Fondée en 1993, l’association Femmes d’Alsace connaît un second souffle depuis novembre 2024, sous l’impulsion de Christelle Lehry, également adjointe au Maire de Muntzenheim et conseillère régionale. Entre formations, conférences et actions de terrain, l’association rayonne dans la région pour faire avancer l’égalité femmes-hommes.
Tout a commencé par un acte de résistance. En 1992, des femmes souhaitent figurer sur les listes des élections régionales alsaciennes, mais se voient reléguées en positions non éligibles par leurs homologues masculins. Elles décident alors de présenter une liste 100 % féminine et c’est ainsi qu’est élue la première femme conseillère régionale d’Alsace… et de France. De cet élan fondateur naît l’association Femmes d’Alsace, membre fondateur de l’association nationale Elles aussi, association nationale qui dispose d’un siège historique au Haut Conseil à l’Égalité.

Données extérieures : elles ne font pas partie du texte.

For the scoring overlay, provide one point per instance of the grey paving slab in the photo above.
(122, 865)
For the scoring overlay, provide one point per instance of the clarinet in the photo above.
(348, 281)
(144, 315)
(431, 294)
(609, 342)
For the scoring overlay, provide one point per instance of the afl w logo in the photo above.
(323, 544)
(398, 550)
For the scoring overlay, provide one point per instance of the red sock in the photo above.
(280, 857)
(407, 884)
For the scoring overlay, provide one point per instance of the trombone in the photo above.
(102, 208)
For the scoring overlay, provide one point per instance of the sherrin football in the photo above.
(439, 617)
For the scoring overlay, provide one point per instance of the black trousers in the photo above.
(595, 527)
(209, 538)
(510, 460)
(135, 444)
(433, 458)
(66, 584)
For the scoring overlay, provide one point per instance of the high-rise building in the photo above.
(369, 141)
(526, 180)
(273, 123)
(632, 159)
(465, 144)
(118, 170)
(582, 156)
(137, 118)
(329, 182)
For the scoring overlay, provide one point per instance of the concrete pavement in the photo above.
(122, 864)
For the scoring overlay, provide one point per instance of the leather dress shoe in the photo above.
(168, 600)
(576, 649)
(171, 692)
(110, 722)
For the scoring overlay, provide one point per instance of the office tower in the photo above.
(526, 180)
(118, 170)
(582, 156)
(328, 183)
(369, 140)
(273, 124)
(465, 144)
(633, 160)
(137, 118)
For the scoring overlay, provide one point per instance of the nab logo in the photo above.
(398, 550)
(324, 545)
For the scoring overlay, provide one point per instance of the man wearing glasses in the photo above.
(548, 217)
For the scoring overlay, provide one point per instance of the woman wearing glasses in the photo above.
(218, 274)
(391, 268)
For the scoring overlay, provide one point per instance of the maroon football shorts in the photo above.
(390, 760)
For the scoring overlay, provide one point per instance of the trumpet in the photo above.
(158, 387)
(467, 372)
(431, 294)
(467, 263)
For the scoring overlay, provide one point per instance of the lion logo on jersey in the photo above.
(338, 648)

Une présidente engagée pour relancer la dynamique
En novembre 2024, Christelle Lehry prend la présidence de l’association. Adjointe au maire de Muntzenheim, conseillère régionale et femme profondément engagée, elle grandit dans un environnement où le débat fait partie du quotidien. « À table, avec nos parents, le dimanche midi était consacré à débattre de l’actualité de la semaine. J’ai toujours été passionnée par la chose politique », confie-t-elle. Prendre les rênes de Femmes d’Alsace s’est donc imposé comme une évidence. Depuis son arrivée, l’association connaît un véritable regain d’activité.
Une parité encore loin d’être acquise
Si les lois ont permis des avancées en matière de représentation, le chemin reste encore long. Pia Imbs a été la première et la seule femme à présider une EPCI . D’une représentante au mandat précédent, elles sont six aujourd’hui à avoir pris la tête d’une ComCom ou d’une agglomération. À l’échelle nationale, les femmes représentent 21 % des maires, contre seulement 14 à 15 % en Alsace. Aujourd’hui, six femmes président une communauté de communes ou une agglomération dans la région – parmi lesquelles Catherine Trautmann, Sylvie Roehlly, Martine Schwartz, Denise Bull, Noëllie Hestin ou Isabelle Suhr – contre une seule en 2020. Pour Christelle Lehry, les freins demeurent avant tout culturels. « Encore aujourd’hui, le premier frein de la femme reste la femme elle-même. Une mère de famille s’interrogera toujours davantage qu’un père. Elle cumule les charges mentales. »
Créer des réseaux et libérer la parole
Conférences, déjeuners-débats, visites institutionnelles, formations pour les élues… Le programme de Femmes d’Alsace s’est considérablement enrichi. En 2024, une conférence consacrée à l’endométriose a même donné naissance à Endo Alsace, une association dédiée à l’accompagnement des femmes concernées. Au-delà des rencontres, l’association revendique une totale indépendance politique. Des élues de tous horizons y côtoient des professionnelles de la défense, des dirigeantes d’entreprises, ou encore des responsables culturelles. Et si son nom évoque les femmes, Femmes d’Alsace s’adresse également aux hommes. « Ce n’est pas contre les hommes. C’est avancer vers plus de parité et d’égalité, avec eux. »
Préparer la relève
L’association souhaite renforcer sa présence dans les lycées, convaincue que l’engagement se construit dès le plus jeune âge. Forte d’une centaine d’adhérentes et portée par une dynamique retrouvée, Femmes d’Alsace entend poursuivre sa mission : accompagner les femmes vers les responsabilités, créer des réseaux et faire de l’égalité une réalité de terrain. Pour Christelle Lehry, la question n’est plus de savoir si les femmes ont leur place dans la vie publique, mais de leur donner l’envie, les outils et la confiance pour l’occuper pleinement. Une ambition qui guide désormais chaque action de Femmes d’Alsace.